Relegated from the Premiership, in administration and placed under a transfer embargo by England's soccer authorities, Portsmouth could scarcely field a team during their week-long tour of the United States and Canada, relying heavily on youngsters with little or no first-team experience.
But if anyone thought things could not get any worse for the embattled club, they were wrong.
Stranded in Chicago by a lightning storm en route from their last game in Edmonton, the players had just four hours sleep the night before Saturday's game with DC United and with no time to train for three days.
As if that wasn't bad enough, 14 bags went missing en route, including the one containing their kit, meaning they had to play Saturday's game in a strip borrowed from their hosts.
They probably wished they had never arrived at all, after a thrashing at the hands of the MLS strugglers, which included a hat-trick by Australian striker Danny Allsopp.
"Probably that result summed up the tour for us really - it has been extremely tough," Portsmouth manager Steve Cotterill said.
The journey from Edmonton had taken 27 hours.

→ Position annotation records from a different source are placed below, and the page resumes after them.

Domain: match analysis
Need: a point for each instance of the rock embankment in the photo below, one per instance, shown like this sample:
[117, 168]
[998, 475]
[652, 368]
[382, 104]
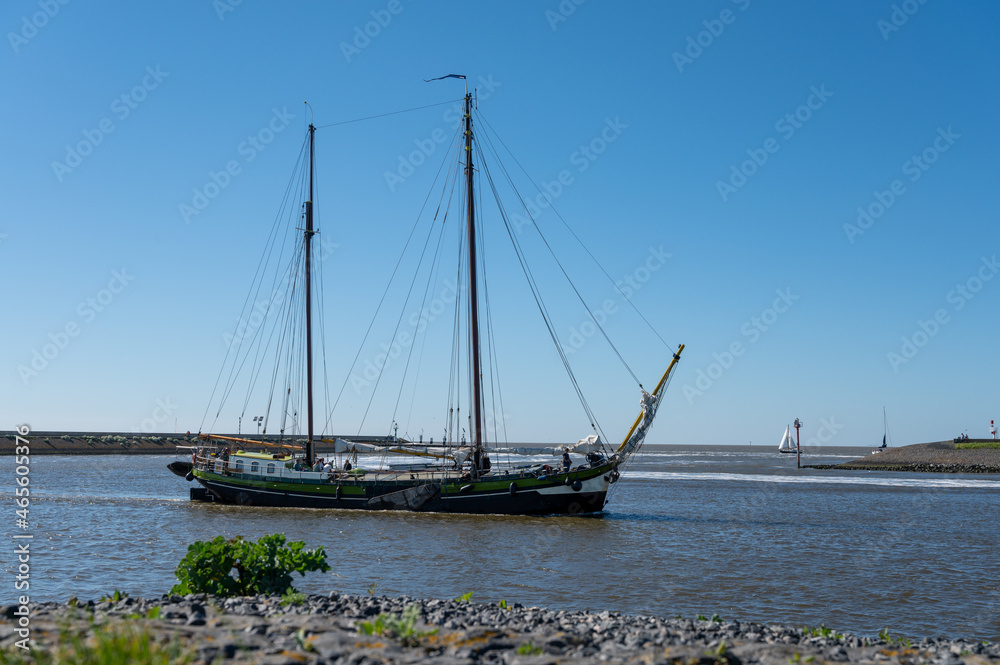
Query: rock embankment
[939, 457]
[326, 629]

The flight from England to their first game in San Diego took 42.
"The time it took us to get here, we could have flown to Australia," a furious Cotterill said after the game.
The newly installed Pompey boss has made no secret of his frustration with the gruelling tour, organised before he took over, and that he would have preferred to have remained in England to try and assemble a squad for the approaching season.
Two players went home injured after the Edmonton game, one with a broken leg.
Then goalkeeper Jamie Ashdown, trying to earn a new contract after the departure of David James, went off injured after colliding with a team mate during Saturday's game, to add to Cotterill's woes.
Pompey's weary players soon ran out of steam on the hottest day of the year in Washington, with the temperature reaching 100 degrees Fahrenheit (38 degrees Celsius) in the RFK Stadium.
As that wasn't bad enough, three players were sent off, including Portsmouth's Hayden Mullins, whose only offence was to get into an argument with DC United's Santino Quaranta, which Mullins admitted included "some swearing".
Quaranta then seemed to spit at Mullins and both men were shown straight red cards.
Cotterill called the refereeing "ridiculous" and "appalling".
"I can't believe he's been allowed to officiate a game," he said. "I've never seen anything like it in my life."
It has been an incredible fall from grace since Portsmouth won the FA Cup in 2008. On Saturday, the players were just relieved to be going home.